Revenons-en au Cache-Cache. A chaque sélection, huit filles et huit garçons par an, étaient choisis pour participer à ce jeu barbare. Le principe était simple : les seize jeunes devaient se débrouiller pour survivre dans une grande ferme où la nourriture était dissimulée : on ne pouvait la trouver qu'en résolvant des énigmes. Non seulement il y avait le fait de risquer de mourir de faim si on n'était pas assez intelligent pour comprendre les énigmes, mais il y avait aussi une autre partie.

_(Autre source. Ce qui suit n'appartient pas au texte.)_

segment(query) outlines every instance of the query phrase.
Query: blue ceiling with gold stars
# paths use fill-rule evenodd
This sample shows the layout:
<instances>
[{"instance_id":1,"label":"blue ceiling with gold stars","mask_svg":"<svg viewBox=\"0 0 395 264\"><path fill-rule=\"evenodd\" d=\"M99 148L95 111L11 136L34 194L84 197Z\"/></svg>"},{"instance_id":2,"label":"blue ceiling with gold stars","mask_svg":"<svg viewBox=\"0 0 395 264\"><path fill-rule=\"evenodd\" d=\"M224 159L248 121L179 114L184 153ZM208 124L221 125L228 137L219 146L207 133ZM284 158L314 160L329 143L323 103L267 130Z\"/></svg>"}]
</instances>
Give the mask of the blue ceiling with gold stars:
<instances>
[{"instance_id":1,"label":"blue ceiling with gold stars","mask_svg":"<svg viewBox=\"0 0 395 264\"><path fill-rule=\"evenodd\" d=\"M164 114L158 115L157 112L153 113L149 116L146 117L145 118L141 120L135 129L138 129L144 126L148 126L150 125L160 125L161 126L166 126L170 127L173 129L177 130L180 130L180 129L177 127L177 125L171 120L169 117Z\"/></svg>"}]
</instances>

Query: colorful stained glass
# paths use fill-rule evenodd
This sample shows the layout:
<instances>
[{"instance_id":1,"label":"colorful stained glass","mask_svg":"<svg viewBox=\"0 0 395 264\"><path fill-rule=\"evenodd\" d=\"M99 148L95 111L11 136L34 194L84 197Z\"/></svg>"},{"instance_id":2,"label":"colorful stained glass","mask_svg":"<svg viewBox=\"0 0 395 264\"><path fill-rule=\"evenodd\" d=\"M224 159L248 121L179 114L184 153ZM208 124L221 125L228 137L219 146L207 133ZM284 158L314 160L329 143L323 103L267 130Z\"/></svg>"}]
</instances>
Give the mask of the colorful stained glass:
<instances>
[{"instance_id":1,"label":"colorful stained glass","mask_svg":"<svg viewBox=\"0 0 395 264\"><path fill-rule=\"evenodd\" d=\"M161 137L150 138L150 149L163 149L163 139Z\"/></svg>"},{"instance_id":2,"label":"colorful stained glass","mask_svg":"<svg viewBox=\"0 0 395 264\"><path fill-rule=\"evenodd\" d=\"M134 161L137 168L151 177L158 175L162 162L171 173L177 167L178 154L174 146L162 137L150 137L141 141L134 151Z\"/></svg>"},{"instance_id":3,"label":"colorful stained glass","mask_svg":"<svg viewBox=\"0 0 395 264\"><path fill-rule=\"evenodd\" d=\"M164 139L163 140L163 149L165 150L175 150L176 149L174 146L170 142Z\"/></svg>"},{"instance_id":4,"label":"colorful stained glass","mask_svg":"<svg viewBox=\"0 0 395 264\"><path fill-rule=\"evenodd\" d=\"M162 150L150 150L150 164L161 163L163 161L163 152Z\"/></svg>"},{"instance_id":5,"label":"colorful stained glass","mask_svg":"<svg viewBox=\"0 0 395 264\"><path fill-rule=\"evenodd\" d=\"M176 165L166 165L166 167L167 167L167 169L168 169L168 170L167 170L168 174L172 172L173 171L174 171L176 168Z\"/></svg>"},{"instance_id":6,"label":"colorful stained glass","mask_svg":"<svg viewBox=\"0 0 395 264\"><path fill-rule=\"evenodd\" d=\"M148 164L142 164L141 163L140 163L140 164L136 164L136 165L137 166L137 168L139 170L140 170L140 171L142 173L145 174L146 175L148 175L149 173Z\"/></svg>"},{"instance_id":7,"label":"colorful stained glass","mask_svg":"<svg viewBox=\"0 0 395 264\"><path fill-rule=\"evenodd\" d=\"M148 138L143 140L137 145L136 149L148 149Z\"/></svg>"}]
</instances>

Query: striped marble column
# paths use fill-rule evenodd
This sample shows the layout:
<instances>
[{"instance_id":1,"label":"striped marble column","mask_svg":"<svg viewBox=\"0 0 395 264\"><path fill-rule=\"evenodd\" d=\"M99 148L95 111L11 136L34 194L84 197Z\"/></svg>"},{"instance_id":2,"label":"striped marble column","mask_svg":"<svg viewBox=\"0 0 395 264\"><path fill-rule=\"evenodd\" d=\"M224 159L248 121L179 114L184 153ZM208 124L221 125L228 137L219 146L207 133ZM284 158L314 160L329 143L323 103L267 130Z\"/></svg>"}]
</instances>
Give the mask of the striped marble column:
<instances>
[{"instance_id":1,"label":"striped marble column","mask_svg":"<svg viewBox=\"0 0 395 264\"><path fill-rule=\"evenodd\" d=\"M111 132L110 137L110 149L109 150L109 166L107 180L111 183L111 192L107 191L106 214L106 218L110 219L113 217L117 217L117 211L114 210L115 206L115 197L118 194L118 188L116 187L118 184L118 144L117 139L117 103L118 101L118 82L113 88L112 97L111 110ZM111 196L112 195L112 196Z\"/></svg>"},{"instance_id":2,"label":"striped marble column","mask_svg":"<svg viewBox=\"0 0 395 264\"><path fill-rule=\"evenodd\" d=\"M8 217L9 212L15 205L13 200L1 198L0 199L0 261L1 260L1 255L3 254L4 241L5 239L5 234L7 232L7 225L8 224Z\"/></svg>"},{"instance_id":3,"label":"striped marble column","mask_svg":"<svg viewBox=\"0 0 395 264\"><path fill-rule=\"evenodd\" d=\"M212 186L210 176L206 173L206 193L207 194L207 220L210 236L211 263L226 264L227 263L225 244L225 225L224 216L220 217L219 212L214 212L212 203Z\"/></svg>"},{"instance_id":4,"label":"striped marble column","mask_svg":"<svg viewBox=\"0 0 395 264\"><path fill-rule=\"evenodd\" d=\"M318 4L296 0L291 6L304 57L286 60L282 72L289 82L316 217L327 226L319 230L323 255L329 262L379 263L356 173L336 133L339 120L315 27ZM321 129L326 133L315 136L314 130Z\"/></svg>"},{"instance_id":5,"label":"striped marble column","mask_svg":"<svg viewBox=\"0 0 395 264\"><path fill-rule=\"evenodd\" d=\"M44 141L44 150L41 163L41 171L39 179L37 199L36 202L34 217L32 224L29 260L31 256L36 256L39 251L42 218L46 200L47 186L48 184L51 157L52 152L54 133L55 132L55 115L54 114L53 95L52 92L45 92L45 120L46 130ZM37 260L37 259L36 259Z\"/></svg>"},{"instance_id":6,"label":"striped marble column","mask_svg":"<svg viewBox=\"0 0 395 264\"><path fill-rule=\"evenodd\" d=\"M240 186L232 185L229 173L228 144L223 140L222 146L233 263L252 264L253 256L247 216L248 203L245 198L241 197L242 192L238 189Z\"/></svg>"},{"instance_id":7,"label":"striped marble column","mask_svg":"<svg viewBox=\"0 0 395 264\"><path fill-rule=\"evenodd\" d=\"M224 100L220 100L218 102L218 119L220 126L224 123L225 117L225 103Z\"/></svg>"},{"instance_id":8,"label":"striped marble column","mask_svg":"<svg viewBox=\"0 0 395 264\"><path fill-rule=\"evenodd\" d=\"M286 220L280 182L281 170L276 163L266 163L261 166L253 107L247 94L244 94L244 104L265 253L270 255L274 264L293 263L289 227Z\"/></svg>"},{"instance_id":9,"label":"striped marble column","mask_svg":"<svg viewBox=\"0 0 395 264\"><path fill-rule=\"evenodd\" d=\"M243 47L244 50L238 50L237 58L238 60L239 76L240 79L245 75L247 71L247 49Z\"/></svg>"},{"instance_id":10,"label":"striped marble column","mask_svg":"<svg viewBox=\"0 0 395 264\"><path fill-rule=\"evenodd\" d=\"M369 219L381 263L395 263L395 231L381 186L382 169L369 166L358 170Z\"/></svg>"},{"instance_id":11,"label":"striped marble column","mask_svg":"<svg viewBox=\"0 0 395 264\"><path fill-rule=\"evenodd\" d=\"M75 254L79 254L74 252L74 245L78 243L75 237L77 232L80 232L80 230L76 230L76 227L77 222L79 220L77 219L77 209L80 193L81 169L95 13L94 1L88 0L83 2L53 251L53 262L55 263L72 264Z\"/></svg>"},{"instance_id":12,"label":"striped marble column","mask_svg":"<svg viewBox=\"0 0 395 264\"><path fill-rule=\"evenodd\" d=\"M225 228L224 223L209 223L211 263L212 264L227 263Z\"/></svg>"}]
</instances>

Tous les soirs, à seize heures, les adolescents avaient quinze minutes pour se « cacher » le mieux possible. Une personne, un adulte, se mettait à déambuler dans la ferme pour les débusquer, et le premier trouvé était tué. Et c'était la même rengaine tous les soirs, jusqu'à ce qu'il n'en reste qu'un. C'était quelque chose de sadique, instauré par les dirigeants de Rosealt afin de « maintenir la paix ».

Cette année, je fêtais mes dix-huit ans. Cette année, j'avais une chance d'être choisie parmi la centaine de jeunes à présents majeurs.